Это полотно обычно наводит на неожиданные размышления. «Я очень удивлен, что можно задаваться вопросом, хорош или плох урок, который преподал автор „Дома повешенного“ и „Игроков в карты“, – сказал Матисс в одном интервью в 1925 году. – Если бы вы только знали, сколько нравственных сил давал мне и как ободрял меня всю жизнь его поразительный пример! В минуты сомнений, когда я еще искал себя и порой пугался собственных открытий, я думал: „Если прав Сезанн, то прав и я“. Ведь я знал, что Сезанн никогда не ошибается»{563}. Сравнение с «Игроками в карты» (цв. ил. 46) на первый взгляд кажется странным: вещь, написанная около двадцати лет спустя, ассоциируется с Эксом, а не с Овером (с югом, а не с севером), изображены одушевленные персонажи, а не дома, да и сцена интерьерная, а не пейзажная{564}. Но Матисса привлекла структура этих работ – или архитектура, если можно так выразиться: то, что обе они четко выстроены, видно сразу. В основе обеих композиций V-образная форма, образованная в одном случае стенами зданий, а в другом – ногами игроков в карты; причем конструкция «Дома повешенного» отличается особым своеобразием. Кроме того, и здания, и игроки обладают какой-то монументальной весомостью и неколебимостью, как выразился Роджер Фрай, причем игроки едва ли не в большей мере, чем здания{565}.

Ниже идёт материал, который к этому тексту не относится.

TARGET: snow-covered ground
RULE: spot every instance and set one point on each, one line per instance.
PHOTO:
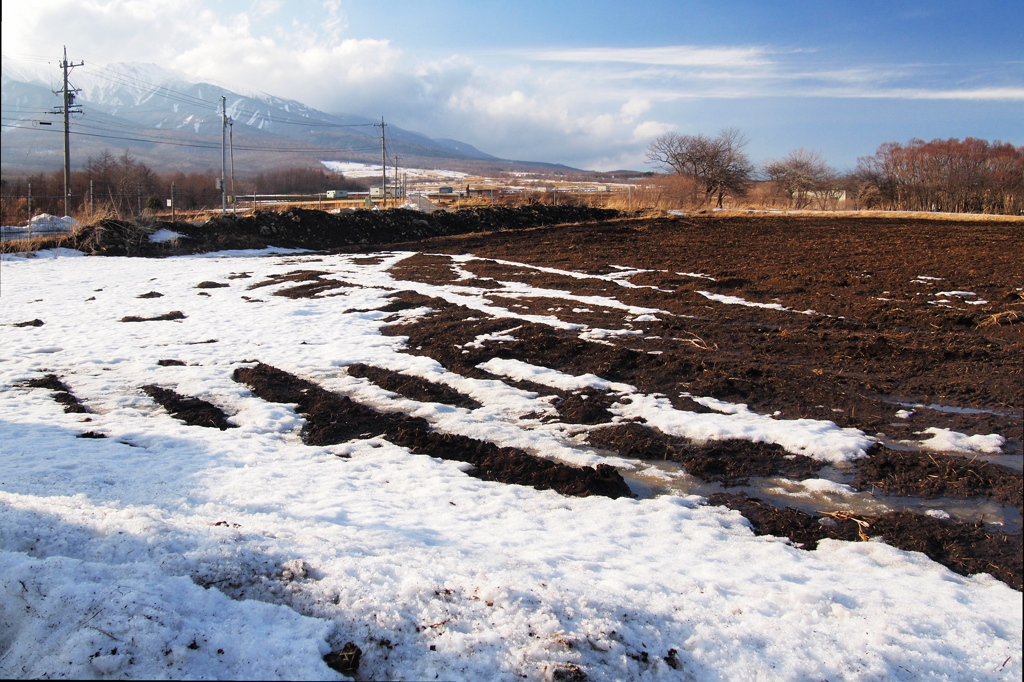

Для полотен характерна, пожалуй, и особая атмосфера. В «Игроках в карты» Аллен Гинзберг обнаружил «множество мрачных символов: человек, который прислонился к стене с бесстрастным выражением лица, как будто отстраняется от происходящего; и еще двое, крестьяне, словно только что разыгравшие карты Смерти; а сдающий, на которого вы смотрите, из „городских“: на нем широкий синий плащ, щеки у него кукольные, почти красные, одутловатое лицо, точь-в‑точь кафкианский персонаж, можно подумать – шулер, грандиозный шулер, вершащий судьбу всех этих людей»{566}. С этим согласился бы и Андре Бретон. Изменив своей насмешнической манере, отец-основатель сюрреализма включил в книгу «Безумная любовь» (1937) характéрное «антиотступление» об истинном Сезанне:
Вопреки общепринятому мнению, главное, что создано его кистью, – не яблоки, а «Дом повешенного». Обычно делают акцент на технике, что заставляет забыть упорные попытки художника воссоздать таинственное пространство-ореол: «Убийство» 1870 года явственно демонстрирует это наваждение; вокруг «Игроков» 1892 года тоже витает некая полутрагическая-полуклоунская угроза, вроде той, что реализуется в сцене карточной игры фильма Чаплина «Собачья жизнь». Трудно не назвать и картину «Юноша перед убиенным» [ «Юноша с черепом»] 1890 года: подчеркнутая условность сюжета оставляет ее в русле романтизма, но по исполнению она ему противостоит. Метафизическая тревога опускается на картину вместе со складками шторы. «Дом повешенного» всегда казался мне странно расположенным на этой картине: под таким углом зрения видишь больше чем просто внешний вид дома, ведь он повернут к нам самой тревожной стороной – под окном черное горизонтальное пятно, на первом плане ветхая стена. Художник, как и всякий человек, имеет обыкновение возвращаться к месту преступления. Это не просто детали сюжета; художнику важно показать неоспоримую зависимость между падением человеческого тела, только что болтавшегося в пустоте с веревкой на шее, и местом, где произошла трагедия. Осознавая эту зависимость, Сезанн, думается, умышленно запечатлел дом с правого торца – во-первых, так он открыт зрителю лишь частично; во-вторых, при таком ракурсе он как бы повисает над землей. Хочу подчеркнуть, что, выражая свое особое отношение к сему зловещему пространству, концентрируя на нем внимание, Сезанн профессионально изучал вообще пространство как объект, анализируя все элементы его структуры. ‹…› Все так или иначе сводится к игре тени и света… ‹…› Мы словно присутствуем при феномене особого преломления лучей, непрозрачная среда при этом выстраивается необычно – так, как она предстает интеллекту художника{567}.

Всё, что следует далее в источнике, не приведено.